En el tren a Madrid, vemos que esta señora mete primero a un niño pequeño. Lo deja sentado solito y regresa con otro en brazos, como un secreto. Cuando pasan revisando tiquetes, alega que le dijeron que los niños no pagaban. Le dicen que sí, que no pagan si van eb brazos, pero que si ocupan asiento, pagan. Pelea en el celular por horas con alguien a quién le asegura en francés que no, que ella no está con él, que ella va en un tren. Unas horas más tarde le dicen que está mintiendo, que el más grandecito no tiene tres años y medio, que el pasaporte dice que tiene casi cinco y los niños a partir de los 4 pagan completo. Al final cada uno, ella y sus dos hijos, se apropia de un asiento para dormir. No es ignorancia. Ella habla tres idiomas, francés, español y su lengua materna. Todo ha sido intencional y se ha aprovechado de que, al parecer, aquí se pierde la paciencia muy rápido con los negros y basta con hacerse el lelo. Todo ha sido intencional. “Si eso llega a pasar en Alemania– me dice Marcelo- o paga el tiquete adicional de una vez o la bajan“.
No hay nada peor que viajar cargados de ignorancia.
“Que esa es Cibeles, la de la canción de Víctor Manuel”.
“Ah”
“Diosa de qué era?”
“No sé”
“Porqué se habrá construido ese palacio?”
“Tampoco sé”
“Pero se ve bonito”
“Sí, tomémonos una foto!”
Turisteando como los gringos, se llama esa figura. La guía dice dónde caminar, dónde comer, dónde enfiestarse, pero de aprender, no trae nada.
Antonio, el portero, nos recibe tan alegre que da gusto. Nos da las llaves de un apartamento que generosamente nos han prestado. Nos dice a dónde ir a comer “chapeau”, cómo llegar al super, cómo abrir la puerta y quiere saber si hay tren directo de Atocha a Lyon, que le quedaría “guardao!”. Luego nos dice que se ha liado la de Dios haciéndonos un mapita a mano de las atracciones del barrio, que es el más majo de tó Madriz. Antonio se ve como una caricatura de Mortadelo y Filemón. No es un cliché: la realidad supera a la ficción. Todo, todo, se ha inspirado en algún momento en algo real y seguro por eso es que es gracioso.

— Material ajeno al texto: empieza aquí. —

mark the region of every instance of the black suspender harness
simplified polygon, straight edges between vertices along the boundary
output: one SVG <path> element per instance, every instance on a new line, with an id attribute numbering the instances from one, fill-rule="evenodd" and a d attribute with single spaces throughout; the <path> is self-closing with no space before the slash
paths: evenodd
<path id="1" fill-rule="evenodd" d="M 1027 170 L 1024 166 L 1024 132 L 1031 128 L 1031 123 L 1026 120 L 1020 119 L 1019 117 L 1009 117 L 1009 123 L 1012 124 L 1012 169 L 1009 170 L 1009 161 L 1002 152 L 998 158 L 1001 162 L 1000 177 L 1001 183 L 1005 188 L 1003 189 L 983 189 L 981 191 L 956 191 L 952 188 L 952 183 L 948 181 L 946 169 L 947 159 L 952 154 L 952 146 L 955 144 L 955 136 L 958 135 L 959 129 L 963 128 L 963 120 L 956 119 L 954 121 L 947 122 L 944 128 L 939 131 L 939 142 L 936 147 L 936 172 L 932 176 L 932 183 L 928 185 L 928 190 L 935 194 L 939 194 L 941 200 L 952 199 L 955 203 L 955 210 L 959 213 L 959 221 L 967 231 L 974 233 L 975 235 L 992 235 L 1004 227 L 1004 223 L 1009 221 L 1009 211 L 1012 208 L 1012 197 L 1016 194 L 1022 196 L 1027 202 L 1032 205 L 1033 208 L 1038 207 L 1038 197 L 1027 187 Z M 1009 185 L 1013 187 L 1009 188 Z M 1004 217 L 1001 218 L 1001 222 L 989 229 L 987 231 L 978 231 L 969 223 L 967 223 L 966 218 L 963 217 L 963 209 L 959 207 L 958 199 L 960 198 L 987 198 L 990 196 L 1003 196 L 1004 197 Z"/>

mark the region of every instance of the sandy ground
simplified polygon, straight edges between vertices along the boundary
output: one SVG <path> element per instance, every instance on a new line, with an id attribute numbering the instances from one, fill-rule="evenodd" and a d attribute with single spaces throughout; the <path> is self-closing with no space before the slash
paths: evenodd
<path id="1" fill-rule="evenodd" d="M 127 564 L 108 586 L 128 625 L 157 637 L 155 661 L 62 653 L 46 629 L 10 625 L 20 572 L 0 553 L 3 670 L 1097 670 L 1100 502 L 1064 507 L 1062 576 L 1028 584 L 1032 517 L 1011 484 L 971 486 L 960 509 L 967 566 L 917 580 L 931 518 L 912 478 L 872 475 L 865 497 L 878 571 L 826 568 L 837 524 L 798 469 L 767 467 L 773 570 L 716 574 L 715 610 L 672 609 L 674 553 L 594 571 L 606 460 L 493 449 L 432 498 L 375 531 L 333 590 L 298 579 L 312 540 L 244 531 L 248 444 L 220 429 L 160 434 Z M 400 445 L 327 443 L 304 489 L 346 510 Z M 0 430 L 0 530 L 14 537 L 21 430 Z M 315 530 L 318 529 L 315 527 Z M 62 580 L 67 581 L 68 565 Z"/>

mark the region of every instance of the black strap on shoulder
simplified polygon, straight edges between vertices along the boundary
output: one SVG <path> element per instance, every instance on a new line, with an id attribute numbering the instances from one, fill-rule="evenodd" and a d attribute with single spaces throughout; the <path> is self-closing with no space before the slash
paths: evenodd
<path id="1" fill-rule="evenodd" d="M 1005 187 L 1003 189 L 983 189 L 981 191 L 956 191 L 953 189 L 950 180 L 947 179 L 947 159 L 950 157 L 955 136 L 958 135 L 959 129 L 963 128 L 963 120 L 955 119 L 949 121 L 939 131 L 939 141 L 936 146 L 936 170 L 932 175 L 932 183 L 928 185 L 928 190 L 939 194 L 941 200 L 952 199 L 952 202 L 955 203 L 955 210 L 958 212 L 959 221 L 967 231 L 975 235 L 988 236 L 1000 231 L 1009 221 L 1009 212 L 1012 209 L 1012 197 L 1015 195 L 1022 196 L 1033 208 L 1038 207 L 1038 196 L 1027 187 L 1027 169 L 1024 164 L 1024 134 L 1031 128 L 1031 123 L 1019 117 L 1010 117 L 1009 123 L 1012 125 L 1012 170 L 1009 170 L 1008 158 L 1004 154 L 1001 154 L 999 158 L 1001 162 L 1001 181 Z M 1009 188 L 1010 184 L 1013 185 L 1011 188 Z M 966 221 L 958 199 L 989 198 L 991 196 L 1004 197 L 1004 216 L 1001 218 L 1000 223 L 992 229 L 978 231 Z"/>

Si veo un solo cuadro de un santo más, creo que incurriré en un incidente internacional. Quiero hacer algo ordinario y sencillo, como un tour de la ciudad. Del Museo de la reina Sofía salgo en franca quejadera: “Pero porqué hay que recorrer todo el museo para ver hasta en la última esquina el Guernica, ah? no lo pueden poner en la primera sala? qué les cuesta?”
De pequeña, yo me imaginaba que en los meses de setiembre, los españoles se retorcían del colerón de que se hubiera independizado América, de perder todo aquello, de impotencia. Pero no. Algo me dice que aquí América no exste.
En alguno de estos parques, dejé hace 36 años algún pedacito de infancia. Viví con mis papás un año en un apartamento como éste mientras Alejandro estudiaba con beca. Luego vino Mimí y se quedó con nosotros casi seis meses. Ella dice que Mimí la sacaba de quicio, pidiendo permiso hasta para tomar un vaso con agua o usar el baño. Mimí, en cambio, me contaba de que me llevaba a un parque todos los días, donde una señora que vendía caramelos me agarraba los cachetes y decía “pero qué buenos mofletes!” y me daba confititos.
Nunca come uno demasiado jamón serrano. Ni cuando lo come en el mísmisimo Museo del Jamón, cerquita de la Puerta del sol.
Y que quede claro una cosa: Franco era un malparido. Y encima, católico arrebatao.